Il souleva une épaule, la laissa retomber, et me conduisit jusqu’au portillon du jardin.

Dans ma petite voiture, une Hélène aux yeux secs chantonnait, attentive à la toile fraîche qu’elle équilibrait sur ses genoux.

– Ça vous dit quelque chose, ça, madame Colette ?

J’accordai quelques mots, en regardant l’étude, honnête, qu’elle avait inutilement épaissie pour « faire peintre », et j’ajoutai, oubliant la prudence :

– Vial t’a fait de la peine ? J’espère bien que non ?

Elle me répondit, avec une froideur qui me parut identique à celle de Vial :

– Vous ne voudriez pas, madame Colette, ne confondez pas l’humiliation et le chagrin. Oui, oui, l’humiliation… Ce sont des accidents qui m’arrivent assez souvent, dans ce milieu-là.

– Quel milieu ?

Hélène remua les épaules, serra la bouche, et je la devinai mécontente d’elle-même. Elle se tourna vers moi ; mouvement de loyauté brusque que ma petite voiture traduisit par une embardée, sur le chemin poétique qu’on ne répare jamais.
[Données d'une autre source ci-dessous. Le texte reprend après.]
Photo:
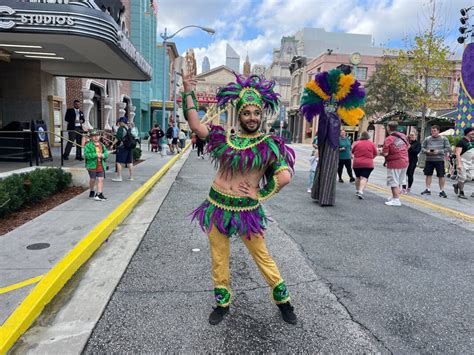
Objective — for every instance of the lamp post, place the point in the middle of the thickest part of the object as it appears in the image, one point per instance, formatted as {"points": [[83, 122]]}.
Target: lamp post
{"points": [[165, 38]]}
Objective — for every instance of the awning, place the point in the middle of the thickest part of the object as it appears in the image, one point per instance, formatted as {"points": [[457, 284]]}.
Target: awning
{"points": [[70, 40]]}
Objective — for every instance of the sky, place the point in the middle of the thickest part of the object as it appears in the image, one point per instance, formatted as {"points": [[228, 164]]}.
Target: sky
{"points": [[256, 27]]}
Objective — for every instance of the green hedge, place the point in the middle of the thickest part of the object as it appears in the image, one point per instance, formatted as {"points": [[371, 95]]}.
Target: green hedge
{"points": [[18, 190], [136, 153]]}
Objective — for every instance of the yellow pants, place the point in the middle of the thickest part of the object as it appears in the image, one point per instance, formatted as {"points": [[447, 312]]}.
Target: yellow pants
{"points": [[220, 253]]}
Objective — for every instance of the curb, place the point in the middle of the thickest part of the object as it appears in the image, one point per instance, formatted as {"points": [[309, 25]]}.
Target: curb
{"points": [[52, 282]]}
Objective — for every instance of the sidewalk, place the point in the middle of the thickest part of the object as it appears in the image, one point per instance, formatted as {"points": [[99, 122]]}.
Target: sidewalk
{"points": [[57, 231]]}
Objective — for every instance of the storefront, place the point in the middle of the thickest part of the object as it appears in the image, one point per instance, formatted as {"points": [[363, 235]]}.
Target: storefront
{"points": [[42, 42]]}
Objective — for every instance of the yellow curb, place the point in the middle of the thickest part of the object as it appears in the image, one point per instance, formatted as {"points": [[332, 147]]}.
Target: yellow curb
{"points": [[445, 210], [52, 282], [20, 284]]}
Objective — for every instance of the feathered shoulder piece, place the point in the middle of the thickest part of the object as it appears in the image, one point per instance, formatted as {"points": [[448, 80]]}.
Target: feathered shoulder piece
{"points": [[254, 90], [334, 88], [235, 153]]}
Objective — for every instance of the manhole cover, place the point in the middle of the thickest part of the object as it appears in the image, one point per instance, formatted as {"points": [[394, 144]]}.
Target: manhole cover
{"points": [[38, 246]]}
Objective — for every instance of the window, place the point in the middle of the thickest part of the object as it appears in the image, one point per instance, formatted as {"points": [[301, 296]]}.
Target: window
{"points": [[361, 73]]}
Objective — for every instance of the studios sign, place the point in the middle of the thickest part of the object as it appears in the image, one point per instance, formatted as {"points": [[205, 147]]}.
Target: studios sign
{"points": [[7, 20]]}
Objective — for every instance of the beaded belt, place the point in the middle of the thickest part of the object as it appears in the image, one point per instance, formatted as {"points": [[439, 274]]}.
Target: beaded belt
{"points": [[231, 202]]}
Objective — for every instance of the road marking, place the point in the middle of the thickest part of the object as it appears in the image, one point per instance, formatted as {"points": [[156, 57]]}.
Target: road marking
{"points": [[53, 281], [20, 284], [445, 210]]}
– Madame Colette, ne prenez pas en mal ce que je dis. Je dis « ce milieu », parce qu’au fond ce n’est pas le milieu où j’ai été élevée. Je dis « ce milieu », parce que, tout en l’aimant beaucoup, je me trouve quelquefois étrangère parmi les peintres et leurs amies, mais je suis tout de même assez intelligente pour…

– …comprendre la vie…

Elle protesta de tout le corps.

– Je vous en prie, madame Colette, ne me traitez pas – ça vous arrive – en petite bourgeoise qui affecte le genre Montparno. Je comprends en effet assez de choses, et particulièrement que Vial, qui n’est pas non plus de « ce milieu », est mal venu à plaisanter d’une certaine manière, à se permettre certaines libertés. Il n’y met pas de grâce, pas de gaîté, et ce qui serait charmant et bon enfant dans la bouche de Dédé ou de Kiss, par exemple, devient choquant dans la sienne ! …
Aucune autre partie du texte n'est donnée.